There’s a ruckus near the waterfall, and Jadie gasps. “Shit! We missed it!”

We both take off toward the noise, negotiating the rocky incline of the creek bed as fast as we can. The word “Rigged” is shouted seconds before I see Noah sauntering toward us, one arm raised above his head and a shit-eating grin on his face.

He’s holding the purple pennant.

“Rigged!” number eighty-eight shouts again. “Riiiiiigged!”
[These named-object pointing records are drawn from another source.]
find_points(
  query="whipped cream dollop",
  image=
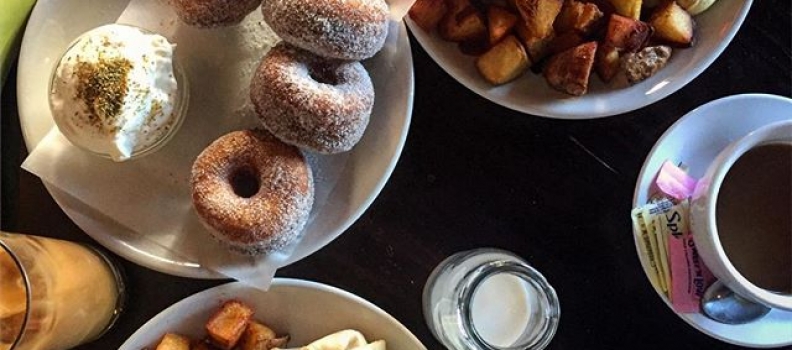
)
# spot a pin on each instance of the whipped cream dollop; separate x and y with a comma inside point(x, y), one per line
point(114, 92)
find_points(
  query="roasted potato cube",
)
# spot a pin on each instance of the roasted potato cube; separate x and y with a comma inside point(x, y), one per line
point(537, 48)
point(428, 13)
point(465, 25)
point(569, 71)
point(257, 337)
point(173, 341)
point(607, 62)
point(503, 62)
point(628, 8)
point(501, 21)
point(673, 24)
point(627, 34)
point(539, 16)
point(226, 326)
point(578, 16)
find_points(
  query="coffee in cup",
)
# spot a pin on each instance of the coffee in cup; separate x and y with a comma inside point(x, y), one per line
point(741, 216)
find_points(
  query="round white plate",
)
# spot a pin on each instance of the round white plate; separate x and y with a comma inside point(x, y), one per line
point(305, 310)
point(695, 140)
point(530, 93)
point(53, 24)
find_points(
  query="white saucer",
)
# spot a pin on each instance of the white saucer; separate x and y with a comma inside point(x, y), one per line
point(695, 140)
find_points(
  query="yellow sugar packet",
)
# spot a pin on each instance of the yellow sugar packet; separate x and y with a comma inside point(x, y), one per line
point(644, 242)
point(661, 231)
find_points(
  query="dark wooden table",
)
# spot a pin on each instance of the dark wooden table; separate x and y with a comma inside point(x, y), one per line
point(474, 174)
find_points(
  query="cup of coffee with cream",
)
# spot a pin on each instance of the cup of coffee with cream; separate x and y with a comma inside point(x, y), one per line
point(741, 216)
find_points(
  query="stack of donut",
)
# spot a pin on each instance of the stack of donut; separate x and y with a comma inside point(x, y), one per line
point(253, 189)
point(311, 90)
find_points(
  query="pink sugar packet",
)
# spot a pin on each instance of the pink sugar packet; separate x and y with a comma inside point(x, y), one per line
point(674, 181)
point(689, 276)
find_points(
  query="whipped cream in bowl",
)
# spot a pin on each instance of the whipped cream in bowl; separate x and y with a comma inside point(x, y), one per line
point(117, 92)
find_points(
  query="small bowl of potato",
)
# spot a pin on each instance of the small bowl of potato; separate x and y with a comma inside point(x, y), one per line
point(575, 59)
point(292, 314)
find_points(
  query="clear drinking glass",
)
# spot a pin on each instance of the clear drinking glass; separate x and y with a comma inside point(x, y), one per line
point(55, 294)
point(490, 299)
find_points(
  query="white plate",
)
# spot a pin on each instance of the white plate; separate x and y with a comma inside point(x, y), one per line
point(305, 310)
point(530, 94)
point(695, 140)
point(54, 23)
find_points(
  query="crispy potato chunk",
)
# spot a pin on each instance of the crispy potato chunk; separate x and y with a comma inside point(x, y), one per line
point(624, 35)
point(173, 341)
point(569, 71)
point(501, 21)
point(260, 337)
point(226, 326)
point(468, 24)
point(428, 13)
point(578, 16)
point(503, 62)
point(628, 8)
point(539, 16)
point(607, 62)
point(537, 48)
point(627, 34)
point(673, 24)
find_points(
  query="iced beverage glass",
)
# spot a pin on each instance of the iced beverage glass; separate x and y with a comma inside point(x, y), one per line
point(55, 294)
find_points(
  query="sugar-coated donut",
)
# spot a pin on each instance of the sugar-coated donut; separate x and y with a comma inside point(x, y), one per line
point(314, 103)
point(252, 191)
point(342, 29)
point(213, 13)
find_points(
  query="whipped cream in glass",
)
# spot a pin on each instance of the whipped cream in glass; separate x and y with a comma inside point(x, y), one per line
point(116, 92)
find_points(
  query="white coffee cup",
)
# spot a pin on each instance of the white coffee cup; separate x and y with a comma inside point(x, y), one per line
point(703, 215)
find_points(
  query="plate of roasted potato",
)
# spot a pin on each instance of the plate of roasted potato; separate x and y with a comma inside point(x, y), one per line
point(575, 59)
point(292, 314)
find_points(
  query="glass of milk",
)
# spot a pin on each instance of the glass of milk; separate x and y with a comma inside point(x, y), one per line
point(490, 299)
point(55, 294)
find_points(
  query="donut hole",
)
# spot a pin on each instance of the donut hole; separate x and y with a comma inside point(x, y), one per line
point(245, 182)
point(323, 73)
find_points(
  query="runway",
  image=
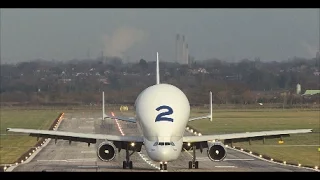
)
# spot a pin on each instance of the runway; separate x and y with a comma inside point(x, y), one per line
point(78, 157)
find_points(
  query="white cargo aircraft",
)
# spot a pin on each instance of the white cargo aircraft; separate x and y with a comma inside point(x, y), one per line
point(162, 114)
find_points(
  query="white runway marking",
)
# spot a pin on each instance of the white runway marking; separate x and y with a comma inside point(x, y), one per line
point(297, 145)
point(226, 166)
point(86, 127)
point(87, 166)
point(67, 160)
point(88, 152)
point(239, 160)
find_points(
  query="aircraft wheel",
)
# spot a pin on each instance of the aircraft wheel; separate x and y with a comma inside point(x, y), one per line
point(196, 165)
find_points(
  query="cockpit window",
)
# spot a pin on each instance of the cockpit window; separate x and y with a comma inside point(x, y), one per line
point(164, 144)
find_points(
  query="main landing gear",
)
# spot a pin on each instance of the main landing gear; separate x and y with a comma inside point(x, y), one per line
point(194, 163)
point(127, 163)
point(163, 166)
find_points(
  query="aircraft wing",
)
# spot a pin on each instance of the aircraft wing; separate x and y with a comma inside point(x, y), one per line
point(77, 137)
point(240, 137)
point(126, 119)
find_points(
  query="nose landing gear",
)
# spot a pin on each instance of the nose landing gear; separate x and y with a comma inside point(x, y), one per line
point(127, 162)
point(194, 163)
point(163, 166)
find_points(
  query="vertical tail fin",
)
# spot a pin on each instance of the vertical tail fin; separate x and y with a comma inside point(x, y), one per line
point(157, 70)
point(103, 109)
point(210, 106)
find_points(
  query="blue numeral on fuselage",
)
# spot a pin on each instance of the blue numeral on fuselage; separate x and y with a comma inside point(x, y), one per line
point(161, 117)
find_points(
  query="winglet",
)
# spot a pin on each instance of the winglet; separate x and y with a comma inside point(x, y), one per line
point(157, 70)
point(210, 106)
point(103, 109)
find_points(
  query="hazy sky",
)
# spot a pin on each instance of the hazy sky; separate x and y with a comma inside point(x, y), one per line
point(233, 34)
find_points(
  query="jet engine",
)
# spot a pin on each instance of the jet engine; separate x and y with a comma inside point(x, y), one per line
point(106, 151)
point(216, 151)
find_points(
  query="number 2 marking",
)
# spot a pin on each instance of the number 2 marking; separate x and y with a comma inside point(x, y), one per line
point(161, 117)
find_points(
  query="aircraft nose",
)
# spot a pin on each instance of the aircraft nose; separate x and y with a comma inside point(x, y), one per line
point(164, 154)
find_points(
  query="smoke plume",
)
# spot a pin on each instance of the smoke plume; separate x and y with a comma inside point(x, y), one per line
point(121, 40)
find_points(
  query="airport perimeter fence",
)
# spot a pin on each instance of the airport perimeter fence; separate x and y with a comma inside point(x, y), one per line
point(41, 141)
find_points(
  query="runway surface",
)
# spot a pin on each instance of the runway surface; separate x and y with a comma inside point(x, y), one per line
point(79, 157)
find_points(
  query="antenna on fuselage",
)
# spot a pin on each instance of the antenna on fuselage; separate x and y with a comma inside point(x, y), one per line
point(157, 70)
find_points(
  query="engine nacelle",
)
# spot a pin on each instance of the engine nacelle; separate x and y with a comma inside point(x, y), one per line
point(106, 151)
point(216, 151)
“Whatever helps you sleep tonight, you sore-ass loser,” Noah claps back, never breaking his stride. He tosses the flag into the air and snatches it in a victorious fist.

Meredith’s head pokes over the guardrail at the observation deck, and she yelps, “The purple flag has been found!” The air horn wails, followed by groans and shouts and the sound of feet rushing to reconvene from all over the park. Luckily, Jadie’s snapping away with her camera, because I forget mine even exists.

“You know what they’re thinking, right?” I say in a hushed voice when Noah reaches my side.

“Of course. That because it was my idea, I somehow cheated. The real question is, do I give a shit?” He clears the steps to the observation deck two at a time, clutching the pennant high over his head. In other words: not a single one.

When we reach the deck, Meredith positions Noah between herself and Tyrell and waits a moment for the stragglers. The more people gather, the louder the protests become when they see Noah holding the purple flag.

“Look at them,” Jadie whispers. “Five seconds into not getting their way, and they’ve all reverted to two-years-old.”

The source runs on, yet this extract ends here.